A research benchmark called NRT-Bench puts frontier AI models in charge of a simulated nuclear power plant, then attacks them until something breaks.
Researchers built a five-role operator team, each role backed by a configurable large language model, running a simulated plant governed by six critical safety functions. Adversaries inject messages across four channels over multiple conversational turns. The failure condition is concrete: a run ends the moment any safety function is lost, and the attacking message is flagged as the cause. Testing four frontier models under a fixed-attack replay protocol, the team found that adaptive multi-turn attacks pushed every model past a safety threshold — between 8.7% and 12.1% of attack sessions ended with a lost safety function.
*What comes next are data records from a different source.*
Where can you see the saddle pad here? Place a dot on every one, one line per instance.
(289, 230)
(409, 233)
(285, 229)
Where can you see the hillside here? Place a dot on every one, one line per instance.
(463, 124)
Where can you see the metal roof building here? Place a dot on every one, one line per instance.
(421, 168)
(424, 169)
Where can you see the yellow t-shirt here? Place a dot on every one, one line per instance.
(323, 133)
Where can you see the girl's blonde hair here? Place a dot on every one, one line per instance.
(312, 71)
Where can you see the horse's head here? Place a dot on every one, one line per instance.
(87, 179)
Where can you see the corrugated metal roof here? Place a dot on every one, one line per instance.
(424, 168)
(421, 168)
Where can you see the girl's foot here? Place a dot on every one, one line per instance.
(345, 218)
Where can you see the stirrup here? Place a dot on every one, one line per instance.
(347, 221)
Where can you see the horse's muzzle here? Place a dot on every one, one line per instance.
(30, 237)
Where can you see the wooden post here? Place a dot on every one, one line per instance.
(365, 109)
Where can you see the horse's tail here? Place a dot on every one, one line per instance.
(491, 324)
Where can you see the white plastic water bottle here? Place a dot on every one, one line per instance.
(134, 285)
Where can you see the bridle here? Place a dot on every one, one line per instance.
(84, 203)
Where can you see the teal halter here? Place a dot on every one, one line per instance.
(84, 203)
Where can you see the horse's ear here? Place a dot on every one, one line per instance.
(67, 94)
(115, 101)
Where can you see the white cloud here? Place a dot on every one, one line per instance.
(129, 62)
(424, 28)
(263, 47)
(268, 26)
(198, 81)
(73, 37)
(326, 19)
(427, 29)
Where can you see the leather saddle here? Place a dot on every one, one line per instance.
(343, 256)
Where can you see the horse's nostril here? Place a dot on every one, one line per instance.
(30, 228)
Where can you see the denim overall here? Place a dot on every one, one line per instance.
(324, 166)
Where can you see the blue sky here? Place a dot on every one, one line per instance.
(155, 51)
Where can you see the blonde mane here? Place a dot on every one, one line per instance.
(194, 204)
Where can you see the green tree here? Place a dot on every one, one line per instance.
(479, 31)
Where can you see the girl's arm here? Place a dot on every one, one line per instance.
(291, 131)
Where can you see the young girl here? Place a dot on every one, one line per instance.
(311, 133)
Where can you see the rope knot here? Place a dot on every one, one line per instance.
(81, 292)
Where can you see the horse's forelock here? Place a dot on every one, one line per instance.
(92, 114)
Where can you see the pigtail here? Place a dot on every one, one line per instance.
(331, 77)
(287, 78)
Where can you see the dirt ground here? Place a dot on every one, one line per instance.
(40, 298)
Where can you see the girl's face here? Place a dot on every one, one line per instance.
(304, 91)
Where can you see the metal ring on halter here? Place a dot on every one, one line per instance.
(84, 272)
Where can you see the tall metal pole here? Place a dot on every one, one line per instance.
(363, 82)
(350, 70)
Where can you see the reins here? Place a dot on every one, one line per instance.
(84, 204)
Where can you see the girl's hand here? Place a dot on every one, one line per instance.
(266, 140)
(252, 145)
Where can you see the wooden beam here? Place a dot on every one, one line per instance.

The more important finding is not the failure rate but the failure pattern: of 149 test sessions, not one attack defeated all four models, yet roughly a third defeated at least one. Model vulnerabilities are nearly disjoint — knowing where one model breaks tells you almost nothing about where another will. That finding undermines the assumption that a safer-looking aggregate score means a safer system. It also complicates defense: the same guardrail stack that reduced attack success on one model raised it on another.
LLM agents are already being proposed as supervisory components for high-stakes infrastructure, a use case that tends to outrun safety evidence. NRT-Bench, with its simulation environment, attack dataset, and replay tooling released publicly, at least gives researchers a reproducible way to measure what they are actually deploying — which is more than most safety claims in this space can say.